Mr Mike: contrary to what I assume Mr I believes, I'm not a lawyer but, if the works copied are not in the public domain or Google doesn't have the permission of the copyright holder, then in general terms Google is not entitled to copy them and make them available free to all and sundry.

call me ishmael said...

Just teasing, mr umbongo.

I think that google claims some sort of vague pro bono-ism attaches to its efforts to copy everything and does, in fact, work closely with and has the approval of the great libraries of the world and has invented the most fantaastical page-turning machines in order to rapidly - in the blink of an eye, almost - digitise the most fragile and ancient manuscripts. If only they'd just pay their taxes with as much diligence as they protect Fab Macca's royalties, eh?

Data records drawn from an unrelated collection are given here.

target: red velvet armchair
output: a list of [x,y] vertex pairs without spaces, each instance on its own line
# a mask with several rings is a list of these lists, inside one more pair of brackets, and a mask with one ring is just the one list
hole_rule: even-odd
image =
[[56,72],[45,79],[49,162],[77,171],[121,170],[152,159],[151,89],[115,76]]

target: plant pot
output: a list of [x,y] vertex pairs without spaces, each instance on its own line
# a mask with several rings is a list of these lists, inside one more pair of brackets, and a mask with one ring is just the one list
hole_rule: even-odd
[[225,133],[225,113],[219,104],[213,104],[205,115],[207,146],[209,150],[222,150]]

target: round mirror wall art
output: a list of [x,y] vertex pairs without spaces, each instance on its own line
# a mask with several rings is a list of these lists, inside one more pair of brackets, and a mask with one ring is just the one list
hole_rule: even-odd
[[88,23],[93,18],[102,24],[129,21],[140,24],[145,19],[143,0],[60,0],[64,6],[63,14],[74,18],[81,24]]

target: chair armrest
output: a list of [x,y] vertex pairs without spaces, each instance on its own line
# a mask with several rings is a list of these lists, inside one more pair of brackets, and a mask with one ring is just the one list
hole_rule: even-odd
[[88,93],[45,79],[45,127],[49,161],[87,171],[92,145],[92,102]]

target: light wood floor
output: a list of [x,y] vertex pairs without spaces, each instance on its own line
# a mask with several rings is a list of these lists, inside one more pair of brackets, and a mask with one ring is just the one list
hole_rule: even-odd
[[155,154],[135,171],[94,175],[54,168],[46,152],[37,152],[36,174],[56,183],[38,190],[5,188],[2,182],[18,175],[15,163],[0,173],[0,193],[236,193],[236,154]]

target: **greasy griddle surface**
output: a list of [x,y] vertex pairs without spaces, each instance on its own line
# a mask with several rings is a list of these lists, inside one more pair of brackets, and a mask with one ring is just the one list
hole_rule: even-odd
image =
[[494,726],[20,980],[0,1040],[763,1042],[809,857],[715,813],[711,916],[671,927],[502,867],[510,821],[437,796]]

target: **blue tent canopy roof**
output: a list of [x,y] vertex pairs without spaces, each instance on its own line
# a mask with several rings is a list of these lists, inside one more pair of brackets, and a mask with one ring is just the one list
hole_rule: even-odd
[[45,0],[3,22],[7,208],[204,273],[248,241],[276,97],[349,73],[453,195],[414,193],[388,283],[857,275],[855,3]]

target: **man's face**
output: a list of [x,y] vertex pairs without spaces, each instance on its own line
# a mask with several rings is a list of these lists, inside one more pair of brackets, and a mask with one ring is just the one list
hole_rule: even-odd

No thoughts, I see, yet, on the cultural and anthropological Enclosures Acts of Tin Pan Alley et al.

Doug Shoulders said...

I understand Prince is another who ensures none of his songs are allowed on youtube. Since his gripe seems to be (Or seemed to have been) with the record company earning a bigger percentage off his art than he did hence the slave symbology…one would have thought that said record company would be shafted proportionately..and that would be ok in his book.
MP, rolling stones et al…it’s business. It’s a business model that’s followed to get them into the market. They’re on a percentage of sales and ready to sue for encroachment on their territory.
If an artist is more concerned with receiving royalties from his work he’s a businessman
Hoodwinking I call it.

call me ishmael said...

Yes, the Stones are at least and at last open about that, Jagger, anyway, calling it all a large commercial operation; Keef, one of musical history's most blatant and successful larcenists, clings, like the decrepit junky he is, to his self-image as an old itinerant Bluesman. Dunno which of these two monsters is the worst, both of them, probably.

It was Lester Bangs who wrote something to the effect of You can't be in rock'n'roll AND have a recording contract, it's not like it's a fucking business.

blackholesunset said...

Marvellous written Geordie, Mr Ishmael. Hilarious. Moving, even =)

callmeishmael said...

It's James Bolam I hear, mt bhs, in When the Boat Comes In; sometimes, he's loud and clear, sometimes, as has happened with stanislav, his voice canna be heard, man, just canna be heard at all.